Trajectories for controllers A and A1 overlaid on the self-information maps. (a) The trajectories of controller A for catch trials overlaid upon the self-information map. (b) The trajectories of controller A for avoid trials overlaid upon the self-information map. (c) The trajectories of controller A1 for catch trials overlaid upon the self-information map. (d) The trajectories of controller A1 for avoid trials overlaid upon the self-information map. Controller A clearly follows an edge of high information in catch trials, and controller A1 appears to use the outside edge where information suddenly drops to almost zero to decide when to turn back towards the object during its scanning motion.

Figure 7. 

Trajectories for controllers A and A1 overlaid on the self-information maps. (a) The trajectories of controller A for catch trials overlaid upon the self-information map. (b) The trajectories of controller A for avoid trials overlaid upon the self-information map. (c) The trajectories of controller A1 for catch trials overlaid upon the self-information map. (d) The trajectories of controller A1 for avoid trials overlaid upon the self-information map. Controller A clearly follows an edge of high information in catch trials, and controller A1 appears to use the outside edge where information suddenly drops to almost zero to decide when to turn back towards the object during its scanning motion.

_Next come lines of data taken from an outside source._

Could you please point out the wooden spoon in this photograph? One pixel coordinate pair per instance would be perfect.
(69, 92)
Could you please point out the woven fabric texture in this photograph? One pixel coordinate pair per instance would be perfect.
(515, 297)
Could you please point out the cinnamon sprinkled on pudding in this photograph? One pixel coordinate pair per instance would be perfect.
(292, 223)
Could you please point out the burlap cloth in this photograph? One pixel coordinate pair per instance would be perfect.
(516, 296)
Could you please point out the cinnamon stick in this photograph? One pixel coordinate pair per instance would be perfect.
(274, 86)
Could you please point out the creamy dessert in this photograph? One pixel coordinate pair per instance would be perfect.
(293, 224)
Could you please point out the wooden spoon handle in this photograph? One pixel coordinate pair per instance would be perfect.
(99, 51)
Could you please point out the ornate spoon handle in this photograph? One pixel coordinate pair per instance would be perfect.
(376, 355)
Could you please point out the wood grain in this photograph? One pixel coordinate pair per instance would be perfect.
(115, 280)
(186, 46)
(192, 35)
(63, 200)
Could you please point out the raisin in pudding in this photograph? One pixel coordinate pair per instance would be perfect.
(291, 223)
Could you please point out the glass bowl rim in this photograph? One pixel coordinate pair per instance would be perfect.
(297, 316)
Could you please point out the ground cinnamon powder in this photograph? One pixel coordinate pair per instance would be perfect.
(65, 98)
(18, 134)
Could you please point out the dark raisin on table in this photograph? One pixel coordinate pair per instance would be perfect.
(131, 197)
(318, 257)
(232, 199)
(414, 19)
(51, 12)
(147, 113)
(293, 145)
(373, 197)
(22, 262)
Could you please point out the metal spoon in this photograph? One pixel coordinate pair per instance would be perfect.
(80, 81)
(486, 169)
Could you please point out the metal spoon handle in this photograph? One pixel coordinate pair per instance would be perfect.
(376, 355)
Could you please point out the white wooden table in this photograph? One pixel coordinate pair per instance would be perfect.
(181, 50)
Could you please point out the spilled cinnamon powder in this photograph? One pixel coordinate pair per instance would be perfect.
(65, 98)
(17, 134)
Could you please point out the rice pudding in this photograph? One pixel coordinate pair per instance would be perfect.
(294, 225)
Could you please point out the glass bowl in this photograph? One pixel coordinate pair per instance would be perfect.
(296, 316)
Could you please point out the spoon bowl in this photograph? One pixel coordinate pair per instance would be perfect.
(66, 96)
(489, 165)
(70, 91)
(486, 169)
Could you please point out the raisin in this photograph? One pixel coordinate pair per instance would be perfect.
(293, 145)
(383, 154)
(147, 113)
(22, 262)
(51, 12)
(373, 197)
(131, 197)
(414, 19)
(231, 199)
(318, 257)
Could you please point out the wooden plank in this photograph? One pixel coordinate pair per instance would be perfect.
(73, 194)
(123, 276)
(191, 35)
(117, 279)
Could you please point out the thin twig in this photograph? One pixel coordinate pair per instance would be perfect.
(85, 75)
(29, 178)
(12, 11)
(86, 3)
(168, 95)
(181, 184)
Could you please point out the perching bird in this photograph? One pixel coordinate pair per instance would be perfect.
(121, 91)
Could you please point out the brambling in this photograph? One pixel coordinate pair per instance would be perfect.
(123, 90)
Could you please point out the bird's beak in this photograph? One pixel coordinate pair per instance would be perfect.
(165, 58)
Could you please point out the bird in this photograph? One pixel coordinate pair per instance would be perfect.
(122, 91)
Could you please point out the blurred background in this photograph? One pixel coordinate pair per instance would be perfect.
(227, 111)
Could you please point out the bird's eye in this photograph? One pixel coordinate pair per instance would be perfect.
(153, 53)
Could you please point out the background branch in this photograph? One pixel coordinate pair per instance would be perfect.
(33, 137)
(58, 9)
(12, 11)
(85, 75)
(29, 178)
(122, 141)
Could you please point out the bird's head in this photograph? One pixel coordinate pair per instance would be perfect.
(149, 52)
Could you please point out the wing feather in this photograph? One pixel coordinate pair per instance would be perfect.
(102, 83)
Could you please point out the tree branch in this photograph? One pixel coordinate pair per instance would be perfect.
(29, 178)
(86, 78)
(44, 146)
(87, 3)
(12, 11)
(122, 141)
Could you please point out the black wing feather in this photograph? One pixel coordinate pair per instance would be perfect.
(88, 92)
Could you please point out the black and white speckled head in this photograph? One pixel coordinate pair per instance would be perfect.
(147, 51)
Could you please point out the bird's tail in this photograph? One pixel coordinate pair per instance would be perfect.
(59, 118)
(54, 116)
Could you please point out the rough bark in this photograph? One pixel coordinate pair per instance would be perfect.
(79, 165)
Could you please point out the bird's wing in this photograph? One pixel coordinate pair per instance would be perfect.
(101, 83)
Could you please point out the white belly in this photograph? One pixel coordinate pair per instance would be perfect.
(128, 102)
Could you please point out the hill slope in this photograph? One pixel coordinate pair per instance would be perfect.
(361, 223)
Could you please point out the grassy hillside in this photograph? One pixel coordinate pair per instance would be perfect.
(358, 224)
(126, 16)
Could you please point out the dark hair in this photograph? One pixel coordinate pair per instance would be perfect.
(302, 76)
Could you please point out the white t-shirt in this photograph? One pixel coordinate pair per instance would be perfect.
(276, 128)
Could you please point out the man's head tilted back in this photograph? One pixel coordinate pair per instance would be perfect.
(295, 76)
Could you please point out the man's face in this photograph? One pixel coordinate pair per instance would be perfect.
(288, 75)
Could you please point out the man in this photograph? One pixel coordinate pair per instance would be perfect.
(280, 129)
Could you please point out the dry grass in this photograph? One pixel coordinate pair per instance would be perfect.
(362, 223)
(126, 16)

The analysis reported here is related to empowerment, an information-theoretic measure introduced by Klyubin et al. [17], which essentially quantifies the effect of an agent's action upon its own apprehension of its environment. They define empowerment as the channel capacity between the action of an agent at time t and the state of its sensors at time t + 1. The underlying idea is that it is in the agent's interests to maximize this informational return from its actions, and that this “empowers” it. Trajectories such as that for controller A on catch trials (Figure 7a) suggest that the evolutionary process has identified and exploited paths of high information, but it is unclear to what extent. It is also unclear whether the evolved controllers have any capacity for the detection and measurement of information, or whether they simply follow evolutionarily predetermined routes.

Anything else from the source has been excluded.